Because the lhs and the rhs are both multilinear, it is sufficient to prove the "interior product formula" when $\omega$ and $\mu$ are decomposable, i.e. wedge products of $1$-forms.
Working in such a reduced context our formula will be an instance of $\iota_X(\omega_1\wedge\ldots\wedge\omega_p)=\sum_{i=1}^p(-1)^{i-1}(\iota_X\omega_i)\omega_1\wedge \ldots\wedge\widehat{\omega_i}\wedge\ldots\wedge\omega_p.\tag{1}$ (Where $\widehat{\phantom{a}}$ denotes an omitted factor.)

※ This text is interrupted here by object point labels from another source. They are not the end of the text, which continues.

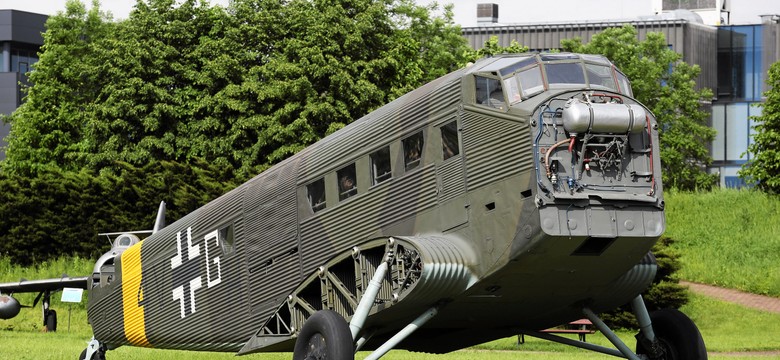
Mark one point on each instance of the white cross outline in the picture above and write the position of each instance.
(176, 261)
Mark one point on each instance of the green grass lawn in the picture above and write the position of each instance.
(726, 328)
(728, 238)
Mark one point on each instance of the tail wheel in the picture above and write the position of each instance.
(50, 320)
(677, 335)
(325, 335)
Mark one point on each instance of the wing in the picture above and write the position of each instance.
(44, 285)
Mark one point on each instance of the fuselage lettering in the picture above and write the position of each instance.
(187, 277)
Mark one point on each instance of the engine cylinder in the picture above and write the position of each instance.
(581, 117)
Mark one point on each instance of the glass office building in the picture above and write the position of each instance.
(20, 40)
(734, 60)
(745, 53)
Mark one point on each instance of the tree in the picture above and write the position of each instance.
(47, 129)
(491, 47)
(666, 85)
(242, 88)
(764, 167)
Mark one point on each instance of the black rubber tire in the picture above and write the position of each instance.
(96, 356)
(51, 320)
(324, 336)
(678, 335)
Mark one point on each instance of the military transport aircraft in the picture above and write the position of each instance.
(516, 194)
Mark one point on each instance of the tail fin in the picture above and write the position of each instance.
(159, 223)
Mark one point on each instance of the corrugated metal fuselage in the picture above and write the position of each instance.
(211, 279)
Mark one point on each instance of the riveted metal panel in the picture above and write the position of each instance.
(452, 183)
(340, 228)
(495, 149)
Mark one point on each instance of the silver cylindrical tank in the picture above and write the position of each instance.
(581, 117)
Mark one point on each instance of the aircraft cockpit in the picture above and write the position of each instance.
(511, 80)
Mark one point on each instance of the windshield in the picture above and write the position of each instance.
(512, 79)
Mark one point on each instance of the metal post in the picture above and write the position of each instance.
(610, 335)
(643, 317)
(403, 334)
(368, 298)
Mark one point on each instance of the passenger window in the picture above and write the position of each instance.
(226, 239)
(413, 146)
(347, 182)
(380, 165)
(449, 140)
(316, 194)
(489, 92)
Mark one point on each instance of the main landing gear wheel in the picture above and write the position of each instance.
(324, 336)
(677, 335)
(96, 356)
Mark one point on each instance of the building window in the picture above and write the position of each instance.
(741, 72)
(688, 4)
(316, 194)
(449, 140)
(380, 165)
(413, 146)
(347, 182)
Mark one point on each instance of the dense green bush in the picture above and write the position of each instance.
(665, 292)
(58, 212)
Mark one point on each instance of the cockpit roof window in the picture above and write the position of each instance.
(565, 73)
(558, 57)
(502, 63)
(527, 75)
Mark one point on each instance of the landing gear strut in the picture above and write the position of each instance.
(664, 335)
(677, 336)
(94, 351)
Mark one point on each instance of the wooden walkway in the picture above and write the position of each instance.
(760, 302)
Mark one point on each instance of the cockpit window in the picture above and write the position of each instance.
(126, 240)
(531, 81)
(508, 80)
(625, 85)
(600, 75)
(489, 92)
(565, 73)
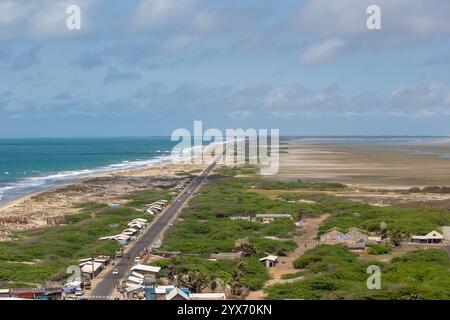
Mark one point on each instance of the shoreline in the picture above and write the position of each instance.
(37, 208)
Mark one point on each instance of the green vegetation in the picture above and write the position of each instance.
(254, 274)
(42, 254)
(346, 214)
(377, 249)
(206, 228)
(333, 272)
(280, 185)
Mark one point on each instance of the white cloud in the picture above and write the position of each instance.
(400, 18)
(40, 19)
(322, 52)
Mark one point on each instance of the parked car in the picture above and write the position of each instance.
(79, 292)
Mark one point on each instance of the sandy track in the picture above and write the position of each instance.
(305, 242)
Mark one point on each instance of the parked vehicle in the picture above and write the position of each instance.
(79, 292)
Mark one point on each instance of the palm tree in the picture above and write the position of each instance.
(237, 288)
(383, 230)
(195, 281)
(248, 250)
(300, 214)
(396, 237)
(171, 273)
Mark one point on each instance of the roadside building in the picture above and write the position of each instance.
(177, 294)
(91, 269)
(332, 236)
(226, 255)
(446, 233)
(146, 270)
(207, 296)
(267, 218)
(270, 261)
(5, 293)
(355, 235)
(432, 237)
(374, 239)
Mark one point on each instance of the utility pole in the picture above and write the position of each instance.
(92, 259)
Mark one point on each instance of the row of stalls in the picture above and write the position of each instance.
(135, 227)
(155, 208)
(41, 293)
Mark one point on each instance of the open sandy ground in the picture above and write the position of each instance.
(366, 166)
(306, 241)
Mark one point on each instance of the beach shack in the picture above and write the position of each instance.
(268, 218)
(146, 270)
(446, 233)
(5, 293)
(207, 296)
(432, 237)
(270, 261)
(177, 294)
(332, 236)
(91, 269)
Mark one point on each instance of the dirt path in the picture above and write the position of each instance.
(306, 241)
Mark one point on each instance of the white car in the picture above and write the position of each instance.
(79, 292)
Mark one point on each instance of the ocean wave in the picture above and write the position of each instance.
(14, 188)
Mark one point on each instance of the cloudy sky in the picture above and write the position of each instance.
(147, 67)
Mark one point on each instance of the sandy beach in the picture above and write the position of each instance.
(62, 200)
(366, 166)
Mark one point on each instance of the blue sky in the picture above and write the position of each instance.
(147, 67)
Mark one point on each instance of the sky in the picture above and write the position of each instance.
(147, 67)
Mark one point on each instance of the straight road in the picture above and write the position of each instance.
(106, 286)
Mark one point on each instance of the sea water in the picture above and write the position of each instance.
(29, 165)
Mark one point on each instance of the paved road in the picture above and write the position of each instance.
(107, 284)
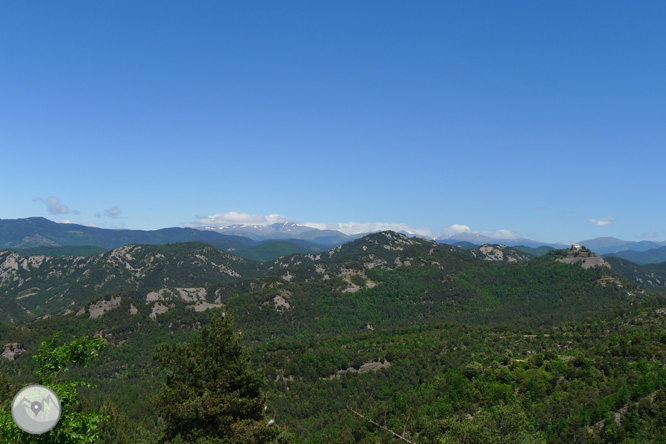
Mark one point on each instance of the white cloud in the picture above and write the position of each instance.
(456, 229)
(369, 227)
(608, 220)
(113, 212)
(54, 206)
(234, 218)
(501, 234)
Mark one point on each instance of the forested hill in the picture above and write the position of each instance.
(38, 285)
(387, 325)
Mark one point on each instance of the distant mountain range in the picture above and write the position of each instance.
(285, 230)
(266, 242)
(40, 236)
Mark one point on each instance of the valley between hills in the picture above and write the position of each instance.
(435, 342)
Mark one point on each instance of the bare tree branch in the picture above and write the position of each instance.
(381, 426)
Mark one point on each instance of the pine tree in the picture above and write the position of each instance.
(211, 395)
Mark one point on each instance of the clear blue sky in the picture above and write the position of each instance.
(547, 119)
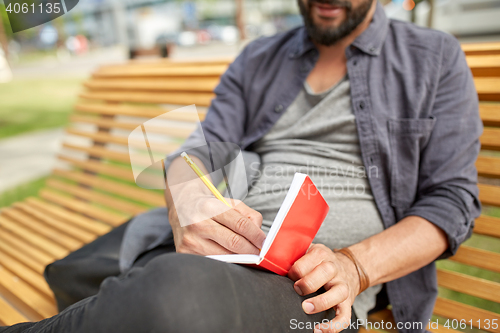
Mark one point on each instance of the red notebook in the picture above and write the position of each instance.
(292, 232)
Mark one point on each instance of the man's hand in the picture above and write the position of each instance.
(236, 230)
(321, 267)
(208, 227)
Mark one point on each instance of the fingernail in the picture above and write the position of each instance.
(308, 307)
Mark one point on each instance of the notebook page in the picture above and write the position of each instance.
(298, 180)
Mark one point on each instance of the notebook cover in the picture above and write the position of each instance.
(298, 230)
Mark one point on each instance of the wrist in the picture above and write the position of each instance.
(363, 279)
(351, 271)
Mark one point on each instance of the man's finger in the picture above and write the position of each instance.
(304, 266)
(320, 275)
(242, 225)
(335, 296)
(250, 213)
(341, 321)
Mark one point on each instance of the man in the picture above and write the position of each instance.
(382, 112)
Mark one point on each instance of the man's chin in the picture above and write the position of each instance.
(328, 23)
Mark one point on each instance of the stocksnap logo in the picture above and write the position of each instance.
(26, 14)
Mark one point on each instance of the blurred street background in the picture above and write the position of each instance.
(42, 68)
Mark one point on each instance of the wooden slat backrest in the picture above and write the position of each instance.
(93, 188)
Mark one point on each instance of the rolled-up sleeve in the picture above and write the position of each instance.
(447, 192)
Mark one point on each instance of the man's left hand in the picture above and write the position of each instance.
(321, 267)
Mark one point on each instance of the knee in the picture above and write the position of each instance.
(189, 293)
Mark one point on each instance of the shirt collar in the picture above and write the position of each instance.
(370, 41)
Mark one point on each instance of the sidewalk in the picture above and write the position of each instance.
(27, 157)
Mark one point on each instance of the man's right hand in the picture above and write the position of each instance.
(204, 225)
(235, 231)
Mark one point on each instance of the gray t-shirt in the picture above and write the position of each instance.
(317, 135)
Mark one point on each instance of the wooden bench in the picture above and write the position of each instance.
(93, 189)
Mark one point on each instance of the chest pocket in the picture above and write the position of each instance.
(408, 137)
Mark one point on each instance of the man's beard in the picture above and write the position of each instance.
(330, 35)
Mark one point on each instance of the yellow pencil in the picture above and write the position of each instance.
(204, 179)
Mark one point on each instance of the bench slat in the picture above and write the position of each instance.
(154, 84)
(93, 196)
(92, 226)
(484, 65)
(43, 230)
(170, 131)
(112, 218)
(26, 274)
(490, 140)
(100, 152)
(122, 140)
(63, 226)
(20, 245)
(489, 194)
(181, 98)
(174, 71)
(469, 285)
(488, 88)
(478, 258)
(490, 114)
(136, 111)
(488, 166)
(487, 225)
(165, 63)
(481, 48)
(10, 316)
(22, 257)
(24, 297)
(455, 310)
(29, 236)
(132, 192)
(101, 167)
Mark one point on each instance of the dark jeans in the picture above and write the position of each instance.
(167, 292)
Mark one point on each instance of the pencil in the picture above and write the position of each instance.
(204, 179)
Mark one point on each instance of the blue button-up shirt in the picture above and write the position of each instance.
(418, 123)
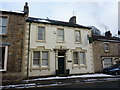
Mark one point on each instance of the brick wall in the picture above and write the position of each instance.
(98, 53)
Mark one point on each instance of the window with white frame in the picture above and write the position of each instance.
(107, 62)
(3, 24)
(75, 57)
(36, 58)
(60, 35)
(106, 47)
(40, 61)
(3, 58)
(41, 33)
(79, 58)
(44, 58)
(82, 58)
(77, 36)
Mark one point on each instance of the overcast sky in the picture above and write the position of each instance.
(101, 14)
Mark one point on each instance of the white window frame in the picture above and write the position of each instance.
(5, 61)
(78, 36)
(108, 47)
(44, 33)
(4, 26)
(62, 35)
(107, 63)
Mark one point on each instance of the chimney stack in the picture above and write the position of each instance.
(26, 9)
(72, 20)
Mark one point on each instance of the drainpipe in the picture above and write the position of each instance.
(28, 50)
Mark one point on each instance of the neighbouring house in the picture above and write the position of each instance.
(57, 48)
(106, 51)
(12, 28)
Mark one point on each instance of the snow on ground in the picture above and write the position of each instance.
(73, 76)
(88, 80)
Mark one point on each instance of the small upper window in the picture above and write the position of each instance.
(77, 36)
(60, 35)
(3, 24)
(106, 47)
(41, 33)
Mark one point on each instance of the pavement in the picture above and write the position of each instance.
(59, 81)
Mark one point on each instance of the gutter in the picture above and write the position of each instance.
(28, 49)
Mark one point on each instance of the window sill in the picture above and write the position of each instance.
(106, 51)
(83, 66)
(42, 41)
(3, 35)
(60, 42)
(78, 43)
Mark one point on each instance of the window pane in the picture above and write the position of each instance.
(82, 58)
(106, 47)
(4, 21)
(44, 62)
(75, 56)
(2, 30)
(45, 55)
(60, 35)
(36, 58)
(44, 58)
(2, 57)
(41, 33)
(60, 38)
(107, 62)
(77, 36)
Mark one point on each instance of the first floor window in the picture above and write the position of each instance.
(77, 36)
(36, 58)
(82, 58)
(40, 58)
(3, 58)
(107, 62)
(44, 58)
(106, 47)
(41, 33)
(3, 24)
(79, 57)
(60, 34)
(75, 57)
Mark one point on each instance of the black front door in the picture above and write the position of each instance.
(61, 66)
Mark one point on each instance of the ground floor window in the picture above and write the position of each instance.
(3, 57)
(107, 62)
(40, 58)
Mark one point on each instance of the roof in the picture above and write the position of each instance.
(54, 22)
(11, 12)
(106, 39)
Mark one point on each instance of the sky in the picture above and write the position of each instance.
(101, 14)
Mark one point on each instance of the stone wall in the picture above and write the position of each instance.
(15, 34)
(98, 53)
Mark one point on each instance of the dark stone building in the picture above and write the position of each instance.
(12, 27)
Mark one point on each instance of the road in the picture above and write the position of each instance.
(105, 84)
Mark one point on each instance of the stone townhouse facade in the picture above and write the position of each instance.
(56, 48)
(12, 28)
(106, 51)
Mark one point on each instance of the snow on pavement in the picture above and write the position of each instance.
(73, 76)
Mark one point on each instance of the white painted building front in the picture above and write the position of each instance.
(56, 48)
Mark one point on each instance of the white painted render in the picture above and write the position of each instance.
(51, 43)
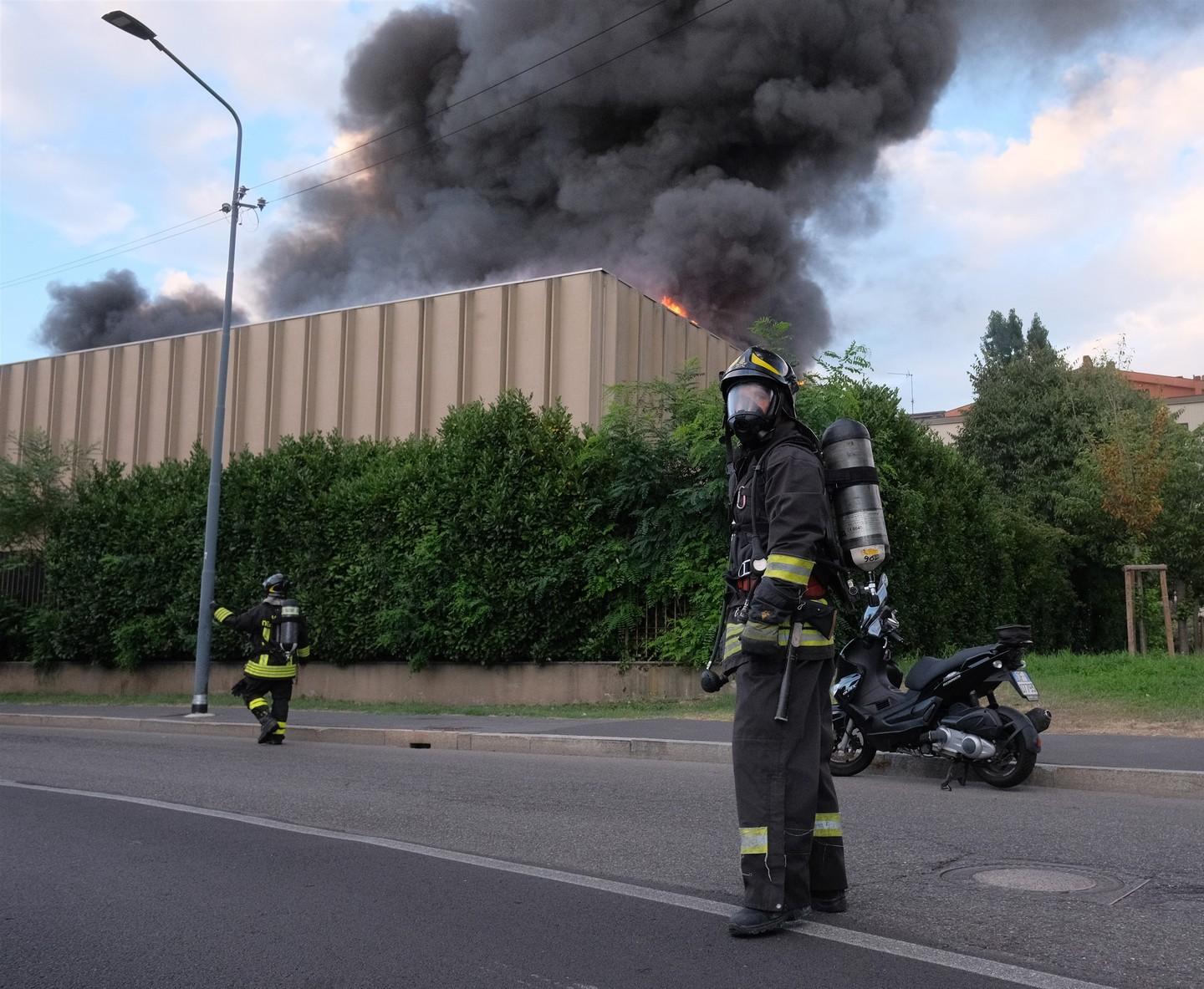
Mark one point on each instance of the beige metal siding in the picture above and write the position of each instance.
(375, 370)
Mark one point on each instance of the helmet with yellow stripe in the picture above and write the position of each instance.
(758, 386)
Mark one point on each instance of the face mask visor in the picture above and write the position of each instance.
(749, 400)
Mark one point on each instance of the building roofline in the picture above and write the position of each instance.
(361, 306)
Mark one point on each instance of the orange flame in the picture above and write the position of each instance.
(673, 306)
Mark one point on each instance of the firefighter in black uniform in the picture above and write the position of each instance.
(278, 624)
(784, 562)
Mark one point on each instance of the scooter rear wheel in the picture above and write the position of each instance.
(1013, 763)
(854, 757)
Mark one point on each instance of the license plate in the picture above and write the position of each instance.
(1025, 685)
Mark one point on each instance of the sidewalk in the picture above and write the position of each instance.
(1109, 751)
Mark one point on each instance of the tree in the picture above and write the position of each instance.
(1004, 339)
(1038, 336)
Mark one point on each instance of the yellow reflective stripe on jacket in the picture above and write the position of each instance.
(268, 671)
(761, 632)
(754, 841)
(793, 569)
(732, 638)
(829, 825)
(813, 638)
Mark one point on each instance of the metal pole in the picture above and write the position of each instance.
(208, 569)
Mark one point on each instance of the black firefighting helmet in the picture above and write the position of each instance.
(758, 386)
(277, 584)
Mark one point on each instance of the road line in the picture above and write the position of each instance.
(873, 942)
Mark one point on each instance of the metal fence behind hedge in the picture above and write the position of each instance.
(22, 581)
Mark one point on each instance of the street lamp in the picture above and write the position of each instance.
(204, 619)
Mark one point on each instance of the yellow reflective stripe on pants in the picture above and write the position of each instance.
(754, 841)
(829, 825)
(266, 671)
(793, 569)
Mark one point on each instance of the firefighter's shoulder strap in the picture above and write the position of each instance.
(831, 562)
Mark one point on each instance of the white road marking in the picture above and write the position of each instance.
(873, 942)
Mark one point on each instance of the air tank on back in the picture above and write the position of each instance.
(851, 476)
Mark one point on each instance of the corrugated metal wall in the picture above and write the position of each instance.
(375, 370)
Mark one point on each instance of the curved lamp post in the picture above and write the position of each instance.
(131, 25)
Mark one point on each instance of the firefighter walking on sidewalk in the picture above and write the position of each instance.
(279, 628)
(784, 563)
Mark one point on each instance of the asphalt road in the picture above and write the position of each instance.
(1124, 751)
(101, 893)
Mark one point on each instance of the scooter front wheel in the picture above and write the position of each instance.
(850, 753)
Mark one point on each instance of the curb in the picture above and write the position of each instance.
(1145, 783)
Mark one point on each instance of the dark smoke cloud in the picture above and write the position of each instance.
(689, 167)
(117, 309)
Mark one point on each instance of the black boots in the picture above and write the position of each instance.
(829, 903)
(747, 922)
(266, 725)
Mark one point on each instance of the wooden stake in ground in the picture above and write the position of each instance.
(1135, 586)
(1129, 611)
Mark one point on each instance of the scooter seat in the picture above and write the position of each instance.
(931, 668)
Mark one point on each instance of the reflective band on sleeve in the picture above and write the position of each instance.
(754, 841)
(793, 569)
(829, 825)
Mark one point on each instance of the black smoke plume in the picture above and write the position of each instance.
(117, 309)
(689, 167)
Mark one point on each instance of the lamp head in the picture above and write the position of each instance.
(131, 25)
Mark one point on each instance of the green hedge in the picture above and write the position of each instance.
(514, 536)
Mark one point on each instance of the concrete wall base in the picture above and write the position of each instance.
(385, 682)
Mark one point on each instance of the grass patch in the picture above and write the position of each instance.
(1156, 686)
(1081, 690)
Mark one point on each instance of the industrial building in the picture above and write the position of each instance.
(386, 370)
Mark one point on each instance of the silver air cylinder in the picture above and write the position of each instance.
(849, 465)
(287, 630)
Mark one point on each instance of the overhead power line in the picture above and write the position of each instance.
(465, 99)
(503, 110)
(115, 252)
(155, 238)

The formula $(1)$ holds if and only if its two sides assume the same value on any $(X_2,\ldots,X_p).$
So, using the definition of interior product and denoting $X=X_1,$ we have to show that $(\omega_1\wedge\ldots\wedge\omega_p)(X_1,\ldots,X_p)=\\=\sum_{i=1}^p(-1)^{i-1}(\iota_X\omega_i)(\omega_1\wedge \ldots\wedge\widehat{\omega_i}\wedge\ldots\wedge\omega_p)(X_2,\ldots,X_p)\tag{2}$ If $A$ is the matrix $(\omega_i(X_j))_{i,j=1,\ldots,p},$ then the lhs of $(2)$ is $\det(A)$ while the rhs of $(2)$ is the Laplace expansion of $\det(A)$ w.r.t. the first column of $A$.